CHAPTER NINE #2
Riley moved quickly through the little kitchen to that door, and pulled it open.
With Ann Marie and Rawley following close behind, she stepped down onto a concrete floor.
What they saw was not kidnapping victims, but what appeared to be a small-scale fencing operation—power tools still in their boxes, bicycles with price tags still attached, electronics, and dozens of packages that had clearly been stolen from porches.
“Some of these items have been reported stolen—and now I know who stole them,” Chief Rawley said, pulling handcuffs from her belt.
She returned to the kitchen where Hodge maintained his hold on the now-subdued man.
“Marcus Alstead, you’re under arrest for assault on a police officer and, I’m guessing, a whole lot of theft charges once we sort through all this. ”
Marcus’s resistance collapsed as Rawley read him his rights. “It’s not what you think,” he muttered, though it wasn’t clear whether he meant the stolen goods or the original reason for their visit.

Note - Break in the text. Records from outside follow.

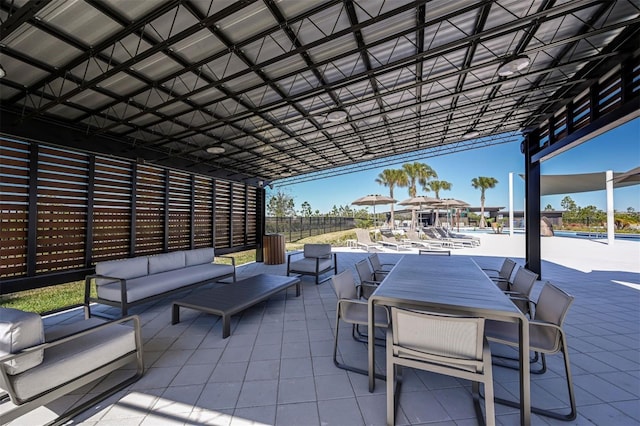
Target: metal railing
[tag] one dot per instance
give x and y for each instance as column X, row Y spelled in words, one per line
column 297, row 228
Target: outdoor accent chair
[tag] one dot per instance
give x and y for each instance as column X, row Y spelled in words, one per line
column 38, row 367
column 546, row 336
column 378, row 266
column 317, row 260
column 520, row 289
column 502, row 276
column 450, row 345
column 364, row 239
column 368, row 278
column 353, row 310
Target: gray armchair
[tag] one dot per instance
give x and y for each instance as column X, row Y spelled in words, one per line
column 38, row 367
column 316, row 259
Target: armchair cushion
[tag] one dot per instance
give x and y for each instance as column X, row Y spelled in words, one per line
column 317, row 250
column 20, row 330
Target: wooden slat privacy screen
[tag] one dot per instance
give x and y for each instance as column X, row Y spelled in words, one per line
column 88, row 208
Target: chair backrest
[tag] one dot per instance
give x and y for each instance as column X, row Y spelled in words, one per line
column 363, row 236
column 317, row 250
column 523, row 281
column 375, row 262
column 507, row 268
column 437, row 338
column 344, row 285
column 552, row 307
column 364, row 271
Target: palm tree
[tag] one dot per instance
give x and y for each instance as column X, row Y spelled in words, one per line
column 391, row 178
column 483, row 183
column 417, row 173
column 437, row 186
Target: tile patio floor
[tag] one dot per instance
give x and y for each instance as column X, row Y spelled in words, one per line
column 276, row 367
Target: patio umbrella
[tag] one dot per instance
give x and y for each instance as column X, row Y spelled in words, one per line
column 419, row 201
column 372, row 200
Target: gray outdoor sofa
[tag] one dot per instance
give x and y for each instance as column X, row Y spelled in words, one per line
column 38, row 365
column 128, row 282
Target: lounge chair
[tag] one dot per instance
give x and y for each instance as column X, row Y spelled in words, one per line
column 447, row 234
column 456, row 242
column 353, row 310
column 364, row 239
column 546, row 337
column 453, row 346
column 393, row 242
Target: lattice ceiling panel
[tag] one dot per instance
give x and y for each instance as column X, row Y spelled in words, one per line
column 298, row 87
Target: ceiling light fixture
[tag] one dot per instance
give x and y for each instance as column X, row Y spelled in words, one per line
column 336, row 115
column 367, row 155
column 215, row 150
column 514, row 65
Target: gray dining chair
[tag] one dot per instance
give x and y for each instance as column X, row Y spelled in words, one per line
column 353, row 310
column 521, row 289
column 368, row 279
column 378, row 266
column 502, row 276
column 546, row 337
column 449, row 345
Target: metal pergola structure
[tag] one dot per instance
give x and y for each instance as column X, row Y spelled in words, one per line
column 262, row 91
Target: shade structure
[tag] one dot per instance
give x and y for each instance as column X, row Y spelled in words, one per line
column 372, row 200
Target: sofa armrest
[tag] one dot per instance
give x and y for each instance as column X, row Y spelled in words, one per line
column 233, row 259
column 87, row 290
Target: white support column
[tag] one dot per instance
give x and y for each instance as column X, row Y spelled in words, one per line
column 610, row 219
column 511, row 204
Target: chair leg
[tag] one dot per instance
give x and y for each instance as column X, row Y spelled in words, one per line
column 572, row 399
column 345, row 366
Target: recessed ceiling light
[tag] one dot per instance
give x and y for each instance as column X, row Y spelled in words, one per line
column 472, row 134
column 337, row 115
column 215, row 150
column 514, row 65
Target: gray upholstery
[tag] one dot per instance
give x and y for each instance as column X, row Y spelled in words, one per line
column 546, row 336
column 63, row 363
column 125, row 268
column 166, row 262
column 317, row 259
column 453, row 346
column 74, row 356
column 20, row 330
column 146, row 277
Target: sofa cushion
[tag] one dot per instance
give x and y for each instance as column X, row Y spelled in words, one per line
column 125, row 268
column 200, row 256
column 317, row 250
column 151, row 285
column 20, row 330
column 166, row 262
column 76, row 358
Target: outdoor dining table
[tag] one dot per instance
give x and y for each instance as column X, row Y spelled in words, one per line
column 453, row 285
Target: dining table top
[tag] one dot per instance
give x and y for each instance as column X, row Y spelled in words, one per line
column 451, row 285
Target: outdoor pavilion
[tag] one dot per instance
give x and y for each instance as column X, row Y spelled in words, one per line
column 156, row 126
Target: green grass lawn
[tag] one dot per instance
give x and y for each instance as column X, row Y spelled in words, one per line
column 55, row 298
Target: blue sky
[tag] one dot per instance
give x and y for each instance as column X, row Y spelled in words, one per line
column 617, row 150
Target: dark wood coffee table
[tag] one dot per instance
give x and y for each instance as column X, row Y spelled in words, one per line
column 233, row 298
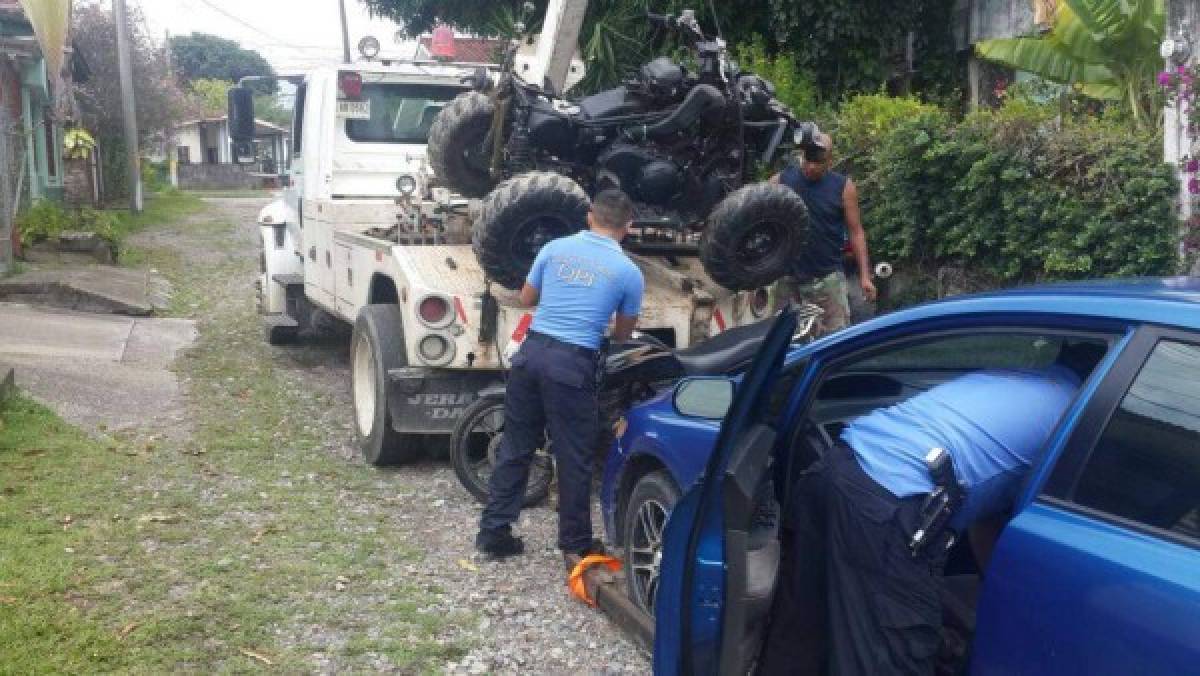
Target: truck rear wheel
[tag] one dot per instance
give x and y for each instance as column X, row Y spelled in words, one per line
column 754, row 235
column 474, row 443
column 376, row 347
column 456, row 144
column 520, row 216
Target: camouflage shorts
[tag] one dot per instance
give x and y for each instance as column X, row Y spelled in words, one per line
column 831, row 293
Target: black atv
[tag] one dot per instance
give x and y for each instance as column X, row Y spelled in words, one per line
column 682, row 144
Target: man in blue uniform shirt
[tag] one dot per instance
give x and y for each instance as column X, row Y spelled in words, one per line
column 577, row 282
column 853, row 597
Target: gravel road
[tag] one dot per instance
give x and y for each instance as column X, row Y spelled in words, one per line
column 520, row 616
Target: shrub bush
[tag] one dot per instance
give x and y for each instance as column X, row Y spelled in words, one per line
column 793, row 85
column 48, row 220
column 1014, row 196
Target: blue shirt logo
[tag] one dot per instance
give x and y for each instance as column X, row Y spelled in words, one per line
column 582, row 280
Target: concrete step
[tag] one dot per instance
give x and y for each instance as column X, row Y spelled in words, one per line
column 90, row 288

“We’ll process him at the station,” Rawley told them. “Let’s meet up there.”
“Okay,” Riley replied, watching as Hodge and Rawley led a now-compliant Marcus away.
She and Ann Marie stood in the cluttered garage for a few minutes, looking over Marcus Alstead’s secret enterprise.
Stolen packages were stacked in messy piles, their shipping labels still intact—National Parcel Express and FleetRush Logistics prominently displayed, the very companies that Amanda Lindeen and Cable Morris had worked for.
But this wasn’t the smoking gun they’d hoped for—just a petty thief who’d made stealing packages his livelihood, not a kidnapper who’d made delivery drivers disappear.
Ann Marie commented, “This explains why he was so nervous about us searching the garage.”
“And maybe why he was following Amanda’s delivery route,” Riley agreed, picking up a tablet still in its factory-sealed box. “Could be he wasn’t stalking Amanda specifically—he was tracking any deliveries in the area, waiting for opportunities to steal packages after they’d been dropped off.”
She noted the organized chaos of Marcus’s operation.
One corner held what appeared to be tools for breaking into vehicles—slim jims, lock picks, electronic devices she suspected were used to clone key fobs.
Another section contained neatly labeled bins: “Electronics,” “Tools,” “Clothing,” “Jewelry.” Marcus might have been living in squalor, but his criminal enterprise showed signs of methodical organization.
“He’s been busy,” Ann Marie observed, opening a drawer filled with watches and rings—likely packages stolen from front porches before their intended recipients returned home.
Riley agreed, but something still didn’t sit right. “This is a different kind of criminal behavior than what we’re investigating. Package thieves and burglars rarely escalate to anything like a carefully-planned kidnapping. The psychological profiles are completely different.”
“So, you don’t think he’s our unsub?”
“Marcus doesn’t fit the profile. He’s impulsive, reactive—he lashed out when cornered. Our kidnapper is methodical, patient. Leaves coded messages. Plans extensively.” She shook her head. “Marcus can’t even plan his own alibi. And look at his living conditions.”
They made their way back outside and to their vehicle.
Marcus was already gone, transported to the local police station in the back of Rawley’s SUV.
The neighborhood had returned to its afternoon quiet, as if nothing had happened—no neighbors had even come out to investigate the commotion.
In small towns like this, Riley knew, people often practiced selective blindness about their neighbors’ troubles.
“He’s not completely off our list, though,” she said, unlocking the car. “No one is, until we find Amanda and Cable.”
Riley opened her door but paused as her phone buzzed in her pocket. She checked the screen—Brent Meredith’s name flashed up at her. “It’s Meredith,” she told Ann Marie, answering the call and putting it on speakerphone. “Paige here.”
“Agent Paige,” Meredith’s deep voice came through the line, tense with urgency. “Where are you?”
“We’ve apprehended a potential suspect in Talomaska Crossing. But I’ve got my doubts about him. He’s being arrested for theft, not kidnapping.”
“Well, I’ve got news on those codes left with the victims,” Meredith said. “Our cryptology team is still stumped.”
Riley leaned against her car, the metal warm against her back. “So, we’ve got nothing?”
“Not exactly. We reached out to Timothy Lancaster.”
“Did he say whether he recognizes the code structure?” Riley asked.
“He wouldn’t say anything specific about that,” Meredith replied. “Just that he ‘finds the problem intriguing.’ But he refused to discuss it with our tech guy. His exact words were, ‘Tell Agent Paige that if she wants my help, she’ll need to speak to me directly—one-on-one.’”
Riley fell silent as Meredith’s words settled in her mind.
Timothy Lancaster—the man who had murdered her former math teacher, the killer she had hunted and caught a year ago—wanted to speak with her.
Even separated by prison walls and communicating through technology, the thought of facing him again made her stomach twist.